В моем воображении атаман Наливайченко был дородным человеком, одетым как классический казак. Однако со спины глава Задунайского казачества выглядел довольно тощим, носил обыкновенный неброский черный свитер под горло и имел длинные, спутанные, кучерявые каштановые волосы.
— Привели, пан атаман, — доложил один из конвоиров.
Атаман сразу же погасил воздушный дисплей, на котором я успел разглядеть нечто вроде электронной переписки, однако поворачиваться к двери лицом не спешил.
— Если ты жил в Содружестве, то должен хорошо владеть английским, — заговорил он наконец по-английски.
Голос тоже противоречил моим представлениям об атамане — да, суровый и грубый, но почему-то звучал довольно молодо. Английский атамана был неплох, хоть и с акцентом, а я-то слышал, что Наливайченко принципиально не говорил ни на каком языке, кроме украинского. «Это не он», — сделал вывод я. — «Власть поменялась».
— Так и есть, — ответил я по-английски.
— Я знаю не так многих людей родом из Генераторного, кто жил в Содружестве. Как твое имя? — вновь заговорил атаман, и тут в его голосе я уловил знакомые нотки.
— Меня зовут Димитрис. Димитрис Войцеховский.

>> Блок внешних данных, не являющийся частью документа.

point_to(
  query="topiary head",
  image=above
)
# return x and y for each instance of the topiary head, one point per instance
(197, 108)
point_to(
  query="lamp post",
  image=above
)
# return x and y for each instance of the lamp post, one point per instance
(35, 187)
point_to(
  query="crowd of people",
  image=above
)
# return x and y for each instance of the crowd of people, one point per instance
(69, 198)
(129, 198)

Услышав это имя, атаман резко отодвинул назад свой стул и встал. Ростом он был и впрямь невысокий, мне по грудь. Был он худосочный, но жилистый и подкачанный. Когда он обернулся, я увидел суровое, скуластое лицо мужика лет тридцати, с грубыми чертами, загорелое и обветренное, изобилующее ссадинами и шрамами. Впалые щеки мужика покрывала колючая щетина, а дерзкий, задиристый взгляд смотрел прямо на собеседника. Я знал лишь одного человека с таким взглядом. Он тоже был кучерявым.
— Джером? Джером Лайонелл?
Мужчина сделал ко мне несколько порывистых шагов, пристально всматриваясь мне прямо в лицо. Секунду спустя его суровые черты исказила широкая, искренняя улыбка. Громко захохотав, мужик в сердцах заключил меня в объятия и по-дружески похлопал по спине.
— А-ну отставить всем! — свирепо гаркнул он мне через плечо в сторону приведших меня людей. — Развели тут предосторожности!
— Пан атаман, ну вы же сами приказали… — удивленно отозвался младший из конвоиров, которые, увидев объятия, разом расслабились и тоже заулыбались.
— Ты мне не панатаманькай! Метнись-ка кабанчиком вниз и скажи сейчас же Ванде, чтоб готовила гостевую палатку! Готовьте вертел, и тащите самогона! Ко мне старый-добрый друг пожаловал!
Я физически ощутил, как чудовищное напряжение¸ переполняющее меня все это время, испаряется, и по измученному лицу невольно расплывается улыбка.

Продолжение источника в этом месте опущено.